Finite temperature properties of an integrable zigzag ladder chain

TL;DR

This paper investigates the finite temperature properties of an integrable zigzag ladder chain, revealing phases, critical behavior, and oscillatory correlations using the quantum transfer matrix approach.

Contribution

It introduces an integrable quantum Hamiltonian with three-spin interactions derived from the face model of the six-vertex model, and analyzes its thermodynamic properties.

Findings

Identifies gapped dimerized and Nèel phases.

Discovers an extended critical spin-liquid region.

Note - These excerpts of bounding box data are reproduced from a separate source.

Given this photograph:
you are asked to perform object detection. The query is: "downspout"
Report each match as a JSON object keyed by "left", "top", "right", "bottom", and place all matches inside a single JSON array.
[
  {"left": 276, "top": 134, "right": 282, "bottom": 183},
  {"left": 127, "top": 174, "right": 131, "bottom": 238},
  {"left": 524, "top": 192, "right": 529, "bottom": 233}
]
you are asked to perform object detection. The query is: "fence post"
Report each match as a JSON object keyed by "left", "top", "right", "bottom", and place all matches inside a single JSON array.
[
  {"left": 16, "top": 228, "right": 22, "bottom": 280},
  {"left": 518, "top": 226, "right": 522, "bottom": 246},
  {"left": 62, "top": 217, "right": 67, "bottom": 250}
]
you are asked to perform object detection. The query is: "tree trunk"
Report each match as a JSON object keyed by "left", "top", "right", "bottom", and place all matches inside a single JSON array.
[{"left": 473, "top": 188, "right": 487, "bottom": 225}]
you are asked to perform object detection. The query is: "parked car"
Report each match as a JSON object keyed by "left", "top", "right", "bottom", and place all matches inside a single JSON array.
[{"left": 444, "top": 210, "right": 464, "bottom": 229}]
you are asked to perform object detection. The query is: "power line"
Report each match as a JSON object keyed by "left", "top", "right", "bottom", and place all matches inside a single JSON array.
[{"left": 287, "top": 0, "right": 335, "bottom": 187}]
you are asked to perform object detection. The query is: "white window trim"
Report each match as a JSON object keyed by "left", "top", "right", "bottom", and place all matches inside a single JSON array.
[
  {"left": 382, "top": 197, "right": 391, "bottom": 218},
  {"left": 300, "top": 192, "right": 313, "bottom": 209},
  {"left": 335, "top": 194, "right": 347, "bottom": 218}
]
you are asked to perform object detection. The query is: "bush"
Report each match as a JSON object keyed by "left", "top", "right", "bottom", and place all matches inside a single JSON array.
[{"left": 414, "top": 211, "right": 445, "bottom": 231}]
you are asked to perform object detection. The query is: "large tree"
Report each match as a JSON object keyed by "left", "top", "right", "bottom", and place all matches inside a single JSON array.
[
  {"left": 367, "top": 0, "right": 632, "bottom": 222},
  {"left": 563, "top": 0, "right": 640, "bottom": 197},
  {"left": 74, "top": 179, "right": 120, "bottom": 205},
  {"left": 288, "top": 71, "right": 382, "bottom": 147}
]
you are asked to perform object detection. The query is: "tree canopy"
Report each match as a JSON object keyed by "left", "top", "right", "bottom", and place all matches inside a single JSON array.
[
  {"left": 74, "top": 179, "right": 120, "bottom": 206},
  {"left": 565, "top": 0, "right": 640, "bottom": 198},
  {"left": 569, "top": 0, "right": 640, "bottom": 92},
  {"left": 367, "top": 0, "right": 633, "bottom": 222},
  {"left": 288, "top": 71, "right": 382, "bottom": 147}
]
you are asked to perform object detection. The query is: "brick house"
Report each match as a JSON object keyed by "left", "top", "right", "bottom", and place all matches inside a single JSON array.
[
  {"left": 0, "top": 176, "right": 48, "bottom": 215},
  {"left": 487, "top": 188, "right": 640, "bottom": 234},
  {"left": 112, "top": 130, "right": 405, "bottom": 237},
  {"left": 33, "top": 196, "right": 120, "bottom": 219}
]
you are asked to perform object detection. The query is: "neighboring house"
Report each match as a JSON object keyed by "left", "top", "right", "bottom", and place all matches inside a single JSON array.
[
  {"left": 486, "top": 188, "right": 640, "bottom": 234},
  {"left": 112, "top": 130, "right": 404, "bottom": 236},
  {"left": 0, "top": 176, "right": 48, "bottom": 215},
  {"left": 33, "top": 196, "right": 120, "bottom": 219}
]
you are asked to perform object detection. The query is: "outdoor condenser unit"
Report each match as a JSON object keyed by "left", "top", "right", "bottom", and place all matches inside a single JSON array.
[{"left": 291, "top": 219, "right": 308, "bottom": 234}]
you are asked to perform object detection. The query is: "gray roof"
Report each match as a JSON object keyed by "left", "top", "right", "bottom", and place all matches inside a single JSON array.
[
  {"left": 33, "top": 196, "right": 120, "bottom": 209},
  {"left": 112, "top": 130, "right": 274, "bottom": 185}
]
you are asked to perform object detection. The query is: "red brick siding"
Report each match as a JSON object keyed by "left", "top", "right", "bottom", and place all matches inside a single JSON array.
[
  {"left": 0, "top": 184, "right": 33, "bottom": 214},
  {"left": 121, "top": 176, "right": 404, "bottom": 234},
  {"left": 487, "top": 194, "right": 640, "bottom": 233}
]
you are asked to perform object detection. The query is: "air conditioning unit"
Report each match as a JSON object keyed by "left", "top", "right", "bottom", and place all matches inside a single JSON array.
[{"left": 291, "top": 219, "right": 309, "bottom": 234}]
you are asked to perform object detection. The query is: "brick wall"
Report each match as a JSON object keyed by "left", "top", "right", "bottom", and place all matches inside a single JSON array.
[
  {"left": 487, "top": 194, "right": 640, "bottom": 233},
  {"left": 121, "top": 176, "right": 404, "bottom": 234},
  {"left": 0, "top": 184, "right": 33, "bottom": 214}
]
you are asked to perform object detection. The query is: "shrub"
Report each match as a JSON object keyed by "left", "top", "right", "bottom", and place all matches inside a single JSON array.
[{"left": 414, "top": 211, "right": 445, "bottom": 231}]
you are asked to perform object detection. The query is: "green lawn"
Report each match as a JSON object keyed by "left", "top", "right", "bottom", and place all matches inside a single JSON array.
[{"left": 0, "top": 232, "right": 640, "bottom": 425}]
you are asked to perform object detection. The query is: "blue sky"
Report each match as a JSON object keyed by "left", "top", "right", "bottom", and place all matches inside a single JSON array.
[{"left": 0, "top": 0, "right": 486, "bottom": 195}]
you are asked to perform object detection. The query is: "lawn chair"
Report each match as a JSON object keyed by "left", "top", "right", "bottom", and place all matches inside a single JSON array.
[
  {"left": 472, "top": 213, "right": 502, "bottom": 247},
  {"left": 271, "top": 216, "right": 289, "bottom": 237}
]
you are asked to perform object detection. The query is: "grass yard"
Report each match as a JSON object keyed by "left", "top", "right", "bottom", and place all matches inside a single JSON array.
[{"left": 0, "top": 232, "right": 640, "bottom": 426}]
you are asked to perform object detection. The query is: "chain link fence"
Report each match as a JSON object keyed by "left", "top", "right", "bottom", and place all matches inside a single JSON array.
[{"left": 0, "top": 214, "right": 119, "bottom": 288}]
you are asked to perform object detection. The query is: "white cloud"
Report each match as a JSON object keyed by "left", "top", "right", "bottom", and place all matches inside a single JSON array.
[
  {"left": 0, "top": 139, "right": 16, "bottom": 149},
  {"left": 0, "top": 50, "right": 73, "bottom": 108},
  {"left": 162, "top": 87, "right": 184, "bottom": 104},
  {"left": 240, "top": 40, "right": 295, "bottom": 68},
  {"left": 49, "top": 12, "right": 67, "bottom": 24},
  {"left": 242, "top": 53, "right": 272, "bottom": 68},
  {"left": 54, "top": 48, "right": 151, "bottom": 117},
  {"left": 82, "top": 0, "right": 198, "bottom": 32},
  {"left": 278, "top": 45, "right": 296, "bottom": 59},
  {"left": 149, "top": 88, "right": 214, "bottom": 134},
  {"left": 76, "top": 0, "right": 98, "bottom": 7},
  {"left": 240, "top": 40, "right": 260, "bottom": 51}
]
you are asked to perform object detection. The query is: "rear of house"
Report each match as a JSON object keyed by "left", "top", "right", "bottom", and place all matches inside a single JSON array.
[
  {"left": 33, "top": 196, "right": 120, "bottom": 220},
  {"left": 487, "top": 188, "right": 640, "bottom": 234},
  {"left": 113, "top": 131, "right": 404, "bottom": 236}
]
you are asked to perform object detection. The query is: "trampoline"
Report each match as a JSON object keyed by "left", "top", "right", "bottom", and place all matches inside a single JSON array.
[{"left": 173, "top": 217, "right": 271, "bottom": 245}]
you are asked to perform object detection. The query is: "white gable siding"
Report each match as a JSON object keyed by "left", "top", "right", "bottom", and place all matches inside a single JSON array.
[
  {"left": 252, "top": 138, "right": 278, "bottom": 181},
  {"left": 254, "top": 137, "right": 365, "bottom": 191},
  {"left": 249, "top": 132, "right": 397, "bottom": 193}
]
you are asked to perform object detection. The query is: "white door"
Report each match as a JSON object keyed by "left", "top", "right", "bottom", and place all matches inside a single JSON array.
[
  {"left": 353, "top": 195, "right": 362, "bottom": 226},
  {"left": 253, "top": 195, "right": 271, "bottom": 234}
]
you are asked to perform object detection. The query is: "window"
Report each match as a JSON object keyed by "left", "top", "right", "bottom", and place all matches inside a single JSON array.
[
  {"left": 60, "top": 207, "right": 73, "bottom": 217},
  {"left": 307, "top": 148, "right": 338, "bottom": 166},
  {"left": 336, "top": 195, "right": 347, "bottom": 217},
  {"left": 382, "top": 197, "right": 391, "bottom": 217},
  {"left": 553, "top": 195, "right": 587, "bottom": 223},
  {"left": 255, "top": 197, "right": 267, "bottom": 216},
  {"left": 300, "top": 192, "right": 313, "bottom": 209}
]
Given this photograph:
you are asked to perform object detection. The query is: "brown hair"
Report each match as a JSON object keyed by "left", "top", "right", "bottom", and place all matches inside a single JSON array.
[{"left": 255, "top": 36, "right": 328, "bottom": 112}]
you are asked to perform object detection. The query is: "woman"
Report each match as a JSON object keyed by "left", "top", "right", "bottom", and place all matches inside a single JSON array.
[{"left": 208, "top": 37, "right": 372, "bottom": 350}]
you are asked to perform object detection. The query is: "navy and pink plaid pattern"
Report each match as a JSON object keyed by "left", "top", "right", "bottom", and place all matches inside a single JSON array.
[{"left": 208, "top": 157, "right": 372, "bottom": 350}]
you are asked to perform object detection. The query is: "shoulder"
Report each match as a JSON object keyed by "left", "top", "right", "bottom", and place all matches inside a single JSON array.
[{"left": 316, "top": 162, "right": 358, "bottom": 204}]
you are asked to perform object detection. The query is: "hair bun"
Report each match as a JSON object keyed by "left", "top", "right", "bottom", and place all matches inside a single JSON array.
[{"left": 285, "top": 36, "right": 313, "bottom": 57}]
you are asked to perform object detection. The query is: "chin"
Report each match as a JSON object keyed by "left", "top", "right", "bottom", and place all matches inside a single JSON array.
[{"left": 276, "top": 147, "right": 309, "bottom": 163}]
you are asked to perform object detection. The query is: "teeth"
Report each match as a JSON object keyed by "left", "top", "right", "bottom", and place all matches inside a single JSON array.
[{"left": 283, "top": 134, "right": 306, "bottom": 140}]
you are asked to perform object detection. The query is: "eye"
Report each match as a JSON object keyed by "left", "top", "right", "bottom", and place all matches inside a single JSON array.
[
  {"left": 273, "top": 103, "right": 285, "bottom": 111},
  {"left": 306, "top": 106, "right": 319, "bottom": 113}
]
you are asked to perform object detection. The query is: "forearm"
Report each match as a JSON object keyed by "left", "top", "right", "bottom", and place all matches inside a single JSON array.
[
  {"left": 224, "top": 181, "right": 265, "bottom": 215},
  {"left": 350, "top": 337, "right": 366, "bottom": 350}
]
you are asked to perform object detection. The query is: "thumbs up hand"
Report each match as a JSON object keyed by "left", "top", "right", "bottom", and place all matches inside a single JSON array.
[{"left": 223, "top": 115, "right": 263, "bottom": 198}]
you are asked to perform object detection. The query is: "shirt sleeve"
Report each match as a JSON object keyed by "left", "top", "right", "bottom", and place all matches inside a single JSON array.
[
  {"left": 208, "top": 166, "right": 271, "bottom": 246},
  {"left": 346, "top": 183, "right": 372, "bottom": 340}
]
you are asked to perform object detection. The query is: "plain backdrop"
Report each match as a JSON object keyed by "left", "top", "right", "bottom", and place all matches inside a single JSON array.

Determines correlation length and oscillation momentum at finite temperature.

Abstract

We consider the interaction-round-a-face version of the six-vertex model for arbitrary anisotropy parameter, which allow us to derive an integrable one-dimensional quantum Hamiltonian with three-spin interactions. We apply the quantum transfer matrix approach for the face model version of the six-vertex model. The integrable quantum Hamiltonian shares some thermodynamical properties with the Heisenberg XXZ chain, but has different ordering and critical exponents. Two gapped phases are the dimerized antiferromagnetic order and the usual antiferromagnetic (N\'eel) order for positive nearest neighbour Ising coupling. In between these, there is an extended critical region, which is a quantum spin-liquid with broken parity symmetry inducing an oscillatory behavior at the long distance $<\sigma_1^z\sigma_{\ell+1}^z>$ correlation. At finite temperatures, the numerical solution of the non-linear integral equations allows for the determination of the correlation length as well as for the momentum of the oscillation.